The Chimi Stockholm flagship store reimagines what retail design can be when driven by reduction rather than accumulation.The interior is guided by a principle of refined subtraction, a design strategy that values what already exists before introducing anything new.

The site had been layered with years of temporary additions that disrupted spatial flow and clarity. The first design move was to strip these away, exposing the original architecture, especially the staircase and overall volume. This act of careful removal became a method for uncovering spatial logic, not erasure. From this rediscovered structure, new elements were added sparingly and precisely, enhancing rather than overwhelming. The result is a space where subtraction reveals potential, and addition serves only to sharpen it.

A singular parabolic curve, first introduced in Chimi’s New York flagship, defines the sculptural cashier’s desk and subtly guides circulation throughout the space. Its sweeping form connects key functions, integrates discreet POS units, and becomes a recognisable spatial anchor. The architecture is both functional and symbolic, bridging the store’s retail and optometric services with seamless clarity.

Materiality was selected for its sensory and environmental intelligence: warm grey lime plaster (VOC-free and biodegradable), burgundy stucco, and anodised aluminium made from 96% recycled content. These choices reduce carbon footprint while offering durability, texture, and calm.

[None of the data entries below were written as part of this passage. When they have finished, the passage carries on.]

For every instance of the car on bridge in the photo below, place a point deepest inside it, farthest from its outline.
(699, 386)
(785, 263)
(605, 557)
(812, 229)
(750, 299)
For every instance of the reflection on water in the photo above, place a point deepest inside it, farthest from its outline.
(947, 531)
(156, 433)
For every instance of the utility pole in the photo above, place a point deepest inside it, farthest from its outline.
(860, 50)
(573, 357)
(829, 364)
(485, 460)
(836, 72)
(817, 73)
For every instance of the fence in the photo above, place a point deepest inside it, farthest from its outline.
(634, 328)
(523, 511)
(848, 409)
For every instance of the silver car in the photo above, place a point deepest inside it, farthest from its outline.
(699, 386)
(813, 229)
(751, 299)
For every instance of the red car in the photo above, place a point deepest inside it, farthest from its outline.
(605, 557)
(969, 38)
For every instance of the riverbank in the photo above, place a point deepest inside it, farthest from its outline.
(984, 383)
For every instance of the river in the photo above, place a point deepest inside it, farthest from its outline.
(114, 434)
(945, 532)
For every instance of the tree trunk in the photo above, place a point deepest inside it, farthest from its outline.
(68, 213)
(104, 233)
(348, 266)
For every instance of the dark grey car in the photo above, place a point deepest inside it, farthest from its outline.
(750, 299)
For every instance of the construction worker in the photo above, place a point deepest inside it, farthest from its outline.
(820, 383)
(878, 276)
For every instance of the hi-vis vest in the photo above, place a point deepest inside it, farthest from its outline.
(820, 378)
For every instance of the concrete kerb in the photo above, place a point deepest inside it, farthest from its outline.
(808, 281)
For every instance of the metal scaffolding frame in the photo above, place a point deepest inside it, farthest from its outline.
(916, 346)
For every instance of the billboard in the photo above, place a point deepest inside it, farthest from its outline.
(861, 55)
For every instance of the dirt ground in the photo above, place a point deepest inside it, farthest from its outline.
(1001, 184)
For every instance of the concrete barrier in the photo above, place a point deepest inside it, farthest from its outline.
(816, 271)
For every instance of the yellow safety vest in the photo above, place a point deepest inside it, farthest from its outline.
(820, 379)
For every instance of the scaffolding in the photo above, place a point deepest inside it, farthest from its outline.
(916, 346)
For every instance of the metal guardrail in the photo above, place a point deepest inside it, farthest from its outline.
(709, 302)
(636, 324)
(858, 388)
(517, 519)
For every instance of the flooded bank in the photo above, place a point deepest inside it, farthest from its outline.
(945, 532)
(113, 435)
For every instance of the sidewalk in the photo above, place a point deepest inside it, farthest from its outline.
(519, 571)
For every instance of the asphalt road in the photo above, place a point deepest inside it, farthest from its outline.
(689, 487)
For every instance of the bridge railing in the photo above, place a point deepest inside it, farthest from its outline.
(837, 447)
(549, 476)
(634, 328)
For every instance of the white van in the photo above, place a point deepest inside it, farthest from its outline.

Construction followed low-impact methods, preserving the existing stair structure and minimising waste through efficient fabrication and targeted intervention.

In a world defined by overproduction, the Chimi Stockholm interior makes a case for design through precision, reuse, and restraint. It is a retail space that demonstrates how creativity emerges not from more, but from knowing when less is enough—and when design must listen before it speaks.